Também conforme dados do Instituto Brasileiro de Geografia e Estatística (IBGE) de 2010, no Brasil mais de 30% da população pediátrica já têm pelo menos sobrepeso. Trata-se de um número espantoso. Em países como os Estados Unidos e o Canadá, atualmente a estimativa é de que haja entre 20% e 25% de prevalência de sobrepeso e obesidade nessa população. Esses percentuais já foram até maiores, sobretudo nos Estados Unidos.

Hoje, os norte-americanos têm buscado incentivar a amamentação para reduzir as taxas de obesidade ou de excesso de peso em cerca de 10% da sua população. Na fase escolar, têm inibido propagandas de alimentos ricos em açúcar e gordura, por meio de projetos de lei que vetam a venda casada de comida e brindes para o público infantil, encorajando a oferta de alimentos mais saudáveis nas escolas, em oposição aos junk foods.
“Com a inserção de iniciativas como essas, criou-se um platô no aumento do número de crianças e adolescentes com sobrepeso e obesidade. Mas, no Brasil, estamos vivendo uma fase que os EUA, o Canadá e a Europa já passaram há algum tempo – de intenso aumento da obesidade”, revelou a pediatra.
Para ela, foi surpreendente constatar que, em crianças com média de idade de 12 anos, já se pudesse identificar que o centro-chave de controle para o comportamento alimentar tivesse uma alteração tecidual e que o funcionamento dele também se mostrasse já alterado.
“No Brasil, ainda fala-se pouco, nas estâncias decisórias, sobre os malefícios da obesidade e a necessidade de exterminá-la. Mas tenho a impressão de que temos sementes sendo plantadas e que elas agora começam a germinar. Podemos ver no momento alguns projetos não tão populares ainda sendo discutidos”, expôs Letícia.

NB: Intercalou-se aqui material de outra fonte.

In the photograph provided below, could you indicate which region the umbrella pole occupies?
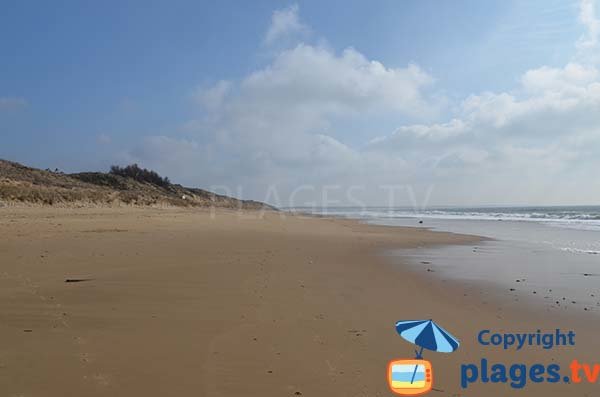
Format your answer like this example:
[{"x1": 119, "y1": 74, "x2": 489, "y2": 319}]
[{"x1": 410, "y1": 346, "x2": 423, "y2": 385}]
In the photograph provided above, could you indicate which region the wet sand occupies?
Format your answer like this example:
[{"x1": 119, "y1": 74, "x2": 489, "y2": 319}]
[{"x1": 0, "y1": 208, "x2": 600, "y2": 397}]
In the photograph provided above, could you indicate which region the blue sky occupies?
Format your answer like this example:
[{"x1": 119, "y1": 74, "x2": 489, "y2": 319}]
[{"x1": 0, "y1": 0, "x2": 600, "y2": 205}]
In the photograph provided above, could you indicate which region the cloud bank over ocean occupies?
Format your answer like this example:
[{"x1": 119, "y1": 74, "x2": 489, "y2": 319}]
[{"x1": 45, "y1": 0, "x2": 600, "y2": 205}]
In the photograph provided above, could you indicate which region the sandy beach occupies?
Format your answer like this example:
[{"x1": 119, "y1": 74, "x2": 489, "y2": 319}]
[{"x1": 0, "y1": 208, "x2": 600, "y2": 397}]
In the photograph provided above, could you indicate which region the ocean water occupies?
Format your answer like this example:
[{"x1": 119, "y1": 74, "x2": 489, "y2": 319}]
[{"x1": 294, "y1": 206, "x2": 600, "y2": 314}]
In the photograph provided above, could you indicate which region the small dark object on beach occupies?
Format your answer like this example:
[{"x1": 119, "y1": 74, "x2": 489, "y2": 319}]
[{"x1": 65, "y1": 278, "x2": 93, "y2": 283}]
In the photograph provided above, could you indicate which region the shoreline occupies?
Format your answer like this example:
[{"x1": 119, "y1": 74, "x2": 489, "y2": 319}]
[{"x1": 0, "y1": 208, "x2": 600, "y2": 397}]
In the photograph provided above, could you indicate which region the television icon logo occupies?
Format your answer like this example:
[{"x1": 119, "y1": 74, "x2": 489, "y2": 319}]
[{"x1": 388, "y1": 359, "x2": 433, "y2": 396}]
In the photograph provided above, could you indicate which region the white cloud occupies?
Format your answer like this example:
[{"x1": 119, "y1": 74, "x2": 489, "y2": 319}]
[
  {"x1": 265, "y1": 4, "x2": 309, "y2": 44},
  {"x1": 126, "y1": 0, "x2": 600, "y2": 205},
  {"x1": 0, "y1": 97, "x2": 28, "y2": 111},
  {"x1": 193, "y1": 80, "x2": 232, "y2": 111}
]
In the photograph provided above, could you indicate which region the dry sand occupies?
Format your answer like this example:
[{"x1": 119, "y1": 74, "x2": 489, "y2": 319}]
[{"x1": 0, "y1": 208, "x2": 600, "y2": 397}]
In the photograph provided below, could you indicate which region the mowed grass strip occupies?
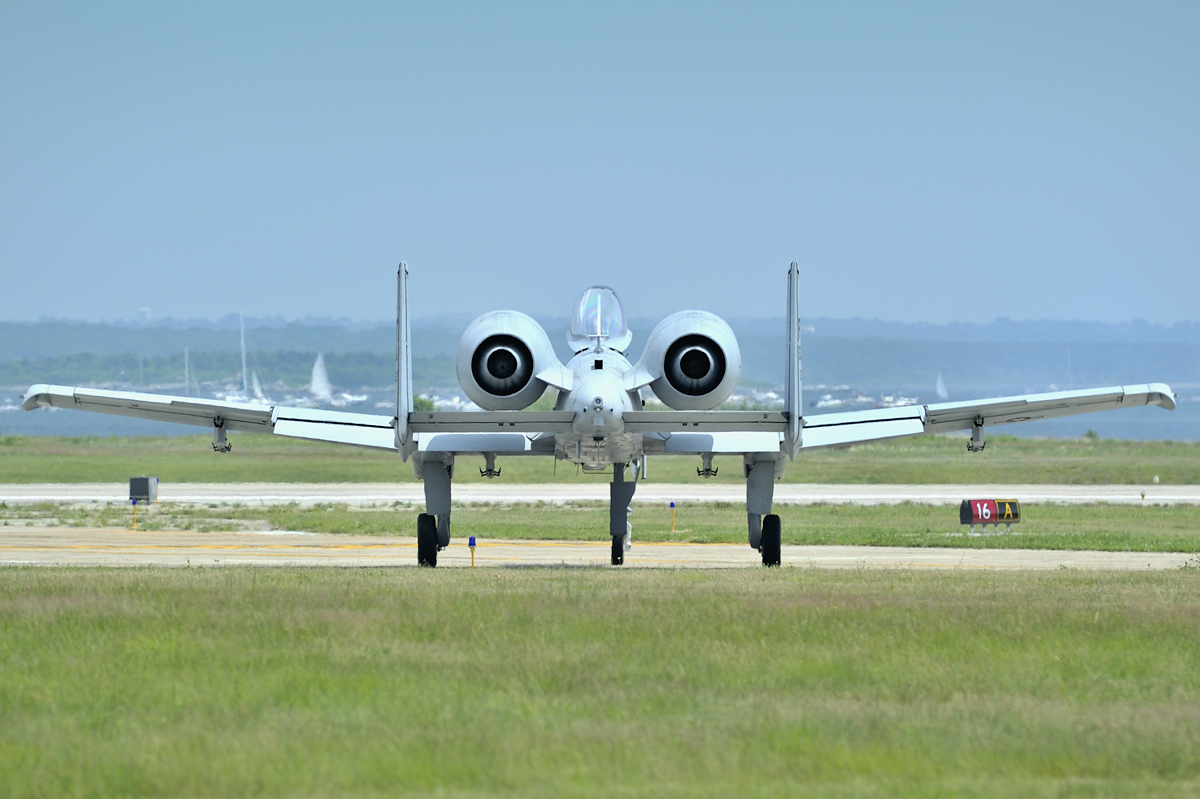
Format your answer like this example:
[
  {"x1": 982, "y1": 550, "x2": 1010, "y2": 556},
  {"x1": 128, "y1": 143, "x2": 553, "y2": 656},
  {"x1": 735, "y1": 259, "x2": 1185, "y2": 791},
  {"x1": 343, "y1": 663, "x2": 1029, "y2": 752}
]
[
  {"x1": 9, "y1": 503, "x2": 1200, "y2": 552},
  {"x1": 0, "y1": 434, "x2": 1200, "y2": 485},
  {"x1": 0, "y1": 569, "x2": 1200, "y2": 798}
]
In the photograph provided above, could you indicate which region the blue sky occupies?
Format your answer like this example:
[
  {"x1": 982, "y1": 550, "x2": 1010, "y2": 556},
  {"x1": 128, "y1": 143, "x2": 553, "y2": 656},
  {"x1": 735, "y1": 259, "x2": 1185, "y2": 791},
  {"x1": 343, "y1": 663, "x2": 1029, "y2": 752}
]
[{"x1": 0, "y1": 2, "x2": 1200, "y2": 323}]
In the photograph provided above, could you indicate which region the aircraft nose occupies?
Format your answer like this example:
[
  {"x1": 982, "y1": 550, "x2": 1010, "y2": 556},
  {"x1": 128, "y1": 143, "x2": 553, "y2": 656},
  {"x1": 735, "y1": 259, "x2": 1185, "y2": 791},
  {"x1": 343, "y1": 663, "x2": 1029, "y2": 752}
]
[{"x1": 575, "y1": 386, "x2": 625, "y2": 435}]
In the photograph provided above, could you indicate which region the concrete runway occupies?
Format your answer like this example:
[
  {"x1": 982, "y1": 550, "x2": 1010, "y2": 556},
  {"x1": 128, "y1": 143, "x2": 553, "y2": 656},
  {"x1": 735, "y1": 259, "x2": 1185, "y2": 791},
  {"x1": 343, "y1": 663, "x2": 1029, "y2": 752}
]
[
  {"x1": 0, "y1": 480, "x2": 1200, "y2": 505},
  {"x1": 0, "y1": 527, "x2": 1195, "y2": 571}
]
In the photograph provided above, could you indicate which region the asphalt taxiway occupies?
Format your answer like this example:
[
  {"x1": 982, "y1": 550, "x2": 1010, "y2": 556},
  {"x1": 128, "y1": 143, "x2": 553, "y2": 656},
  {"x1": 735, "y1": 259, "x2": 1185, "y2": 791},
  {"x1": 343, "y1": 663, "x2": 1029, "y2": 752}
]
[{"x1": 0, "y1": 527, "x2": 1196, "y2": 571}]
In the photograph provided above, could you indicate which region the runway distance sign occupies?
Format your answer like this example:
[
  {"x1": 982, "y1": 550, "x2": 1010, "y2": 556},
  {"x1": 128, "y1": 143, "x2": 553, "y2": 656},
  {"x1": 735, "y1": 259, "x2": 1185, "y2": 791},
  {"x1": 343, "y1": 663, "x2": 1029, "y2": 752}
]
[{"x1": 959, "y1": 499, "x2": 1021, "y2": 527}]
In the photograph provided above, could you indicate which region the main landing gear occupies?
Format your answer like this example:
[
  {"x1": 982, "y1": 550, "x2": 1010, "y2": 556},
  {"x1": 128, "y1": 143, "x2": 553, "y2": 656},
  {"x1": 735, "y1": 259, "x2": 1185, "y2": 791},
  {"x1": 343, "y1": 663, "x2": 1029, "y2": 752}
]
[
  {"x1": 416, "y1": 457, "x2": 454, "y2": 567},
  {"x1": 744, "y1": 453, "x2": 784, "y2": 566}
]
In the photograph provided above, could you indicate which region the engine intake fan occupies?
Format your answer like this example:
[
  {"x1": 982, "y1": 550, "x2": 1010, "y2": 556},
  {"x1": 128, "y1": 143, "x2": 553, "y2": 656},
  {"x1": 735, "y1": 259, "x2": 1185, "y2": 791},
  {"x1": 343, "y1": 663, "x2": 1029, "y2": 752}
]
[
  {"x1": 470, "y1": 336, "x2": 533, "y2": 397},
  {"x1": 637, "y1": 311, "x2": 742, "y2": 410},
  {"x1": 662, "y1": 336, "x2": 725, "y2": 397},
  {"x1": 457, "y1": 311, "x2": 562, "y2": 410}
]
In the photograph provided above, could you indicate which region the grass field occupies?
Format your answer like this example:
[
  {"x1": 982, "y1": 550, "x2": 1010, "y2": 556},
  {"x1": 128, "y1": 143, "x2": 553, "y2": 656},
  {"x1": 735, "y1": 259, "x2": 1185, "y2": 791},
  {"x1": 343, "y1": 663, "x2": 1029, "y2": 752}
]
[
  {"x1": 0, "y1": 569, "x2": 1200, "y2": 799},
  {"x1": 0, "y1": 434, "x2": 1200, "y2": 485},
  {"x1": 9, "y1": 503, "x2": 1200, "y2": 552}
]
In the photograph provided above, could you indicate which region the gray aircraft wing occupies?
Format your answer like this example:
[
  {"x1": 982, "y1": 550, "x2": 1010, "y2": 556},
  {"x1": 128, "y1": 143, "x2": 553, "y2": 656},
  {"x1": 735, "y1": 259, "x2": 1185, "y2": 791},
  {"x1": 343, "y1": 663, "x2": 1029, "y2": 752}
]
[
  {"x1": 626, "y1": 383, "x2": 1175, "y2": 452},
  {"x1": 24, "y1": 383, "x2": 1175, "y2": 455},
  {"x1": 23, "y1": 385, "x2": 396, "y2": 450},
  {"x1": 802, "y1": 383, "x2": 1175, "y2": 450}
]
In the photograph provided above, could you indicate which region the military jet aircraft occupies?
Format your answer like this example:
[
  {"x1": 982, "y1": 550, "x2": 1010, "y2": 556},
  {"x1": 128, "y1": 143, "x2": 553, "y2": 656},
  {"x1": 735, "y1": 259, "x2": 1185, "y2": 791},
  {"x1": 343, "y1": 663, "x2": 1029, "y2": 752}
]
[{"x1": 24, "y1": 262, "x2": 1175, "y2": 566}]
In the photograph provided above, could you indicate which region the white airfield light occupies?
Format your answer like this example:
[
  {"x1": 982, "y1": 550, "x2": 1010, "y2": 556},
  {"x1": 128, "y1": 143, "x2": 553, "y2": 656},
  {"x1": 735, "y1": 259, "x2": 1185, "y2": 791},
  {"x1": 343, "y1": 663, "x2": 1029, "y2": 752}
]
[{"x1": 24, "y1": 262, "x2": 1175, "y2": 566}]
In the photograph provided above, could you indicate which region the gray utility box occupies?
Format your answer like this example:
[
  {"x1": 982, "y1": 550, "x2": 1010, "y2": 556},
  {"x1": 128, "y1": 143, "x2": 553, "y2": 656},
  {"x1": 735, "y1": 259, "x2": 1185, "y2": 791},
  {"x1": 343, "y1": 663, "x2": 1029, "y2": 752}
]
[{"x1": 130, "y1": 475, "x2": 158, "y2": 503}]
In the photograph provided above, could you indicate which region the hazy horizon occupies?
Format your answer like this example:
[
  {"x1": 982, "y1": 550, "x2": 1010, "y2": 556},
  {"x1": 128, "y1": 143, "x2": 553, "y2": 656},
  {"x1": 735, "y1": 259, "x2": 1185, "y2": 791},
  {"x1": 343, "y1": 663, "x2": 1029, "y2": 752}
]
[{"x1": 0, "y1": 1, "x2": 1200, "y2": 323}]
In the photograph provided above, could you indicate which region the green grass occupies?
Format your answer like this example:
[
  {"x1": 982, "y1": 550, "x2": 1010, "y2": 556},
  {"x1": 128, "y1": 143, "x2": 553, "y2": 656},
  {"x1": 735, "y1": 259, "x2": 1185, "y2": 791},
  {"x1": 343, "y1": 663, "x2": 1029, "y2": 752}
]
[
  {"x1": 0, "y1": 569, "x2": 1200, "y2": 799},
  {"x1": 9, "y1": 503, "x2": 1200, "y2": 552},
  {"x1": 0, "y1": 434, "x2": 1200, "y2": 485}
]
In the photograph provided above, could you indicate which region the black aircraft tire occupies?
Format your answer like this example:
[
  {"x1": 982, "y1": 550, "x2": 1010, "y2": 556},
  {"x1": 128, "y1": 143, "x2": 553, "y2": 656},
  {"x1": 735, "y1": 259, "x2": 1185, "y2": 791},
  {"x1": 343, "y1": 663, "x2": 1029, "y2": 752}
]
[
  {"x1": 416, "y1": 513, "x2": 438, "y2": 567},
  {"x1": 762, "y1": 513, "x2": 784, "y2": 566}
]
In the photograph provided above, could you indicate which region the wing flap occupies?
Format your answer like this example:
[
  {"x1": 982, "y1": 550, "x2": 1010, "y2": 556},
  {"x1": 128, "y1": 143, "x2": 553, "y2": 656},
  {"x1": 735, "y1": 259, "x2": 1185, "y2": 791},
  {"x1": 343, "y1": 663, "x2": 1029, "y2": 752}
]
[
  {"x1": 274, "y1": 408, "x2": 396, "y2": 450},
  {"x1": 408, "y1": 410, "x2": 575, "y2": 433},
  {"x1": 418, "y1": 433, "x2": 540, "y2": 455},
  {"x1": 622, "y1": 410, "x2": 787, "y2": 429},
  {"x1": 643, "y1": 432, "x2": 779, "y2": 455}
]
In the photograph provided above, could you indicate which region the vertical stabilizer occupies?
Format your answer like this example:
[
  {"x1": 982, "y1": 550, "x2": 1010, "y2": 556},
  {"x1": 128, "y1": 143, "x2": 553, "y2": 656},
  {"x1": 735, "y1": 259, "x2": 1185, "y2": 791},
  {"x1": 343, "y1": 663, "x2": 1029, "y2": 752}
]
[
  {"x1": 784, "y1": 260, "x2": 804, "y2": 458},
  {"x1": 396, "y1": 262, "x2": 414, "y2": 461}
]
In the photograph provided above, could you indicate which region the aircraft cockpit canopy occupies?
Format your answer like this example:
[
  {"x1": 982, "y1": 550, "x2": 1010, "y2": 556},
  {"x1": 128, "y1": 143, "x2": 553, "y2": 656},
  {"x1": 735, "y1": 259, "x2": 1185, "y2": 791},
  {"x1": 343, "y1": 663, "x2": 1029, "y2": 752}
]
[{"x1": 566, "y1": 286, "x2": 634, "y2": 353}]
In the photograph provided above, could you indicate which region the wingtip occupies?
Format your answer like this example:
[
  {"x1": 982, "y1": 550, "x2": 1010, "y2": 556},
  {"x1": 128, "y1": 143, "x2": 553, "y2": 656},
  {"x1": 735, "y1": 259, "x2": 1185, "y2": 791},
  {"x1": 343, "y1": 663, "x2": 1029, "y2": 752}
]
[{"x1": 1146, "y1": 383, "x2": 1178, "y2": 410}]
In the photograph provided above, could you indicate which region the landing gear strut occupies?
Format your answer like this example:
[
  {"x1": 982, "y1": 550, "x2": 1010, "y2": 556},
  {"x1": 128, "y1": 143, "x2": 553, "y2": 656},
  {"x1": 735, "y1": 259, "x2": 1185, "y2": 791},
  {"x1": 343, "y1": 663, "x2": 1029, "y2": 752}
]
[
  {"x1": 762, "y1": 513, "x2": 784, "y2": 566},
  {"x1": 416, "y1": 513, "x2": 438, "y2": 567},
  {"x1": 416, "y1": 457, "x2": 454, "y2": 566},
  {"x1": 745, "y1": 455, "x2": 782, "y2": 566},
  {"x1": 608, "y1": 462, "x2": 638, "y2": 566}
]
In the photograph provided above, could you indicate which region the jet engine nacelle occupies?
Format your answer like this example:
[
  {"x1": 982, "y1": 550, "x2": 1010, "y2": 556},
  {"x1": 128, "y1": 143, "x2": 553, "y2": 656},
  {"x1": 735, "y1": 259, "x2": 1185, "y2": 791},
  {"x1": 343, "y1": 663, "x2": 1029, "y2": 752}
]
[
  {"x1": 457, "y1": 311, "x2": 560, "y2": 410},
  {"x1": 638, "y1": 311, "x2": 742, "y2": 410}
]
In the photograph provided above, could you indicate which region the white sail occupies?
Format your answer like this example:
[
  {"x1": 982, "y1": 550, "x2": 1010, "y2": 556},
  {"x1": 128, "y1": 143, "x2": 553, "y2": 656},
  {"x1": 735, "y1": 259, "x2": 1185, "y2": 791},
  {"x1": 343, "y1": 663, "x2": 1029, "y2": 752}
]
[
  {"x1": 308, "y1": 353, "x2": 334, "y2": 402},
  {"x1": 238, "y1": 313, "x2": 250, "y2": 397},
  {"x1": 250, "y1": 372, "x2": 271, "y2": 404}
]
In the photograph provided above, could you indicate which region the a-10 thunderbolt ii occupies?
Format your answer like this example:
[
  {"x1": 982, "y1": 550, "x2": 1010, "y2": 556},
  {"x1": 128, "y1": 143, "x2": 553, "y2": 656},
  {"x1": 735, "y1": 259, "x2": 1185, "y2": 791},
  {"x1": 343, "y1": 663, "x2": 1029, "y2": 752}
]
[{"x1": 24, "y1": 263, "x2": 1175, "y2": 566}]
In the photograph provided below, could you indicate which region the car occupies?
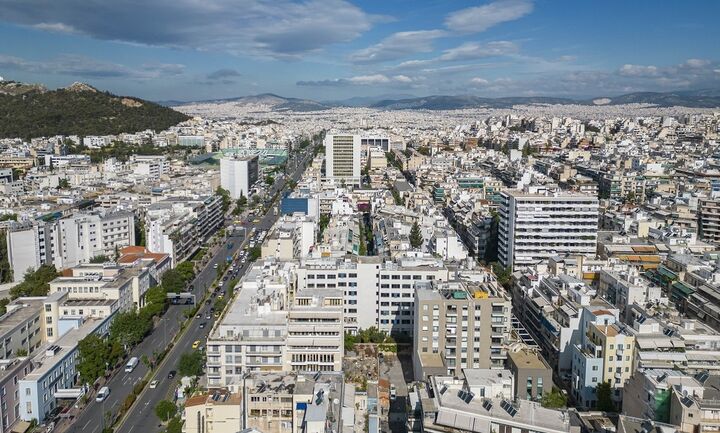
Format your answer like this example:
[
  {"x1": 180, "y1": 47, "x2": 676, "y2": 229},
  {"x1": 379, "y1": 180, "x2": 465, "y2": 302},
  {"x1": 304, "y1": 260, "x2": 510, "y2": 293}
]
[{"x1": 95, "y1": 386, "x2": 110, "y2": 403}]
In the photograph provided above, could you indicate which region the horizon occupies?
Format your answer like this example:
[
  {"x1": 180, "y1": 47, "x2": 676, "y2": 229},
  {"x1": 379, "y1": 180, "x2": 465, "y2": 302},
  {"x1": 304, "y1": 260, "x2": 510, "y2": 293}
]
[{"x1": 0, "y1": 0, "x2": 720, "y2": 101}]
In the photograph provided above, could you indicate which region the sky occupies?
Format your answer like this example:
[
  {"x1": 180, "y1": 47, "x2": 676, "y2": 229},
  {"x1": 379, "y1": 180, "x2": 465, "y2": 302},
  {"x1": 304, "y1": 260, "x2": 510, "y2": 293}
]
[{"x1": 0, "y1": 0, "x2": 720, "y2": 101}]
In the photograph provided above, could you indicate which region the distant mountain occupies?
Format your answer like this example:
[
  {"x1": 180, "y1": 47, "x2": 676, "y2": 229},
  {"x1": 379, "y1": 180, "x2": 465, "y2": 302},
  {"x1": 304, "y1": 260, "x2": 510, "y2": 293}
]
[
  {"x1": 173, "y1": 93, "x2": 331, "y2": 111},
  {"x1": 323, "y1": 93, "x2": 417, "y2": 107},
  {"x1": 590, "y1": 89, "x2": 720, "y2": 108},
  {"x1": 163, "y1": 89, "x2": 720, "y2": 111},
  {"x1": 371, "y1": 95, "x2": 577, "y2": 110},
  {"x1": 0, "y1": 81, "x2": 189, "y2": 138}
]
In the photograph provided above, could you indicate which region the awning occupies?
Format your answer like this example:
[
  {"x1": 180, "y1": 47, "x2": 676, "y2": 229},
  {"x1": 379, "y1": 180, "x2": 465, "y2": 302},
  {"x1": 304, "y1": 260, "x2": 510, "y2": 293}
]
[
  {"x1": 10, "y1": 420, "x2": 30, "y2": 433},
  {"x1": 54, "y1": 388, "x2": 85, "y2": 399}
]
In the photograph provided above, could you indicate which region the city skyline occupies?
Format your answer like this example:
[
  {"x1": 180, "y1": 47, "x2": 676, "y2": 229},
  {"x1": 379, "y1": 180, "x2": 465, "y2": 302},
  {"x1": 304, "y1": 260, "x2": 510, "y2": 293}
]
[{"x1": 0, "y1": 0, "x2": 720, "y2": 101}]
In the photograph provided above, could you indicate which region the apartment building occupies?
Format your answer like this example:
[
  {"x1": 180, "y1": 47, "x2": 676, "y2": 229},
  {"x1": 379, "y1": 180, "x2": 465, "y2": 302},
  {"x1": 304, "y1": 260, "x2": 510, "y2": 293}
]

O Ambulatório da Criança e do Adolescente da Unicamp, por exemplo, já completou 11 anos de atividade. Na primeira consulta, esse ambulatório tem promovido, de rotina, reuniões de acolhimento às famílias, às crianças e aos adolescentes, abordando aspectos relevantes como atividade física, nutrição, cuidado médico e de enfermagem.
Enquanto realizava sua pesquisa, Letícia contou que mais de 400 pacientes estavam em atendimento nesse ambulatório. “No SUS como um todo, existe uma demanda reprimida para suporte com relação a essas crianças com sobrepeso e obesidade. Muitos pediatras nos centros de saúde tentam cuidar desses casos, deixando os mais graves para os ambulatórios dos hospitais terciários (de maior complexidade), como a Unicamp”, assinalou.
Falta ainda um bom caminho a ser percorrido na assistência aos pacientes pediátricos, frisou a autora do estudo, com diferentes abordagens, com novas pesquisas, com novas terapias e com novas formas mais eficientes de prevenção. “Acho que daí o papel da universidade, como centro especializado, se tornará ainda mais aplicado”, enfatizou.
Deste modo, as pessoas teriam mais informações, fariam escolhas mais acertadas a respeito do que comer, como comer e quanto comer, e buscariam um maior suporte psicológico, pois a relação das famílias com essas crianças às vezes é complicada, pela dificuldade de frustrá-las. “Também deveria-se possibilitar que as pessoas fossem mais ativas, que praticassem mais atividades e combatessem de frente o sedentarismo. Logo, são diversas frentes do cuidar”, pontuou.
A obesidade também foi um dos temas contemplados pela reforma curricular da FCM, disse Letícia. A pediatra integrou a primeira turma da reforma (2001): a 39ª. “Tivemos uma troca interessante com os veteranos, e o novo currículo foi ampliado, valorizando temas que de fato merecem destaque. Afinal, no dia a dia de um centro de saúde, por exemplo, a obesidade é quase uma rotina”, lamentou.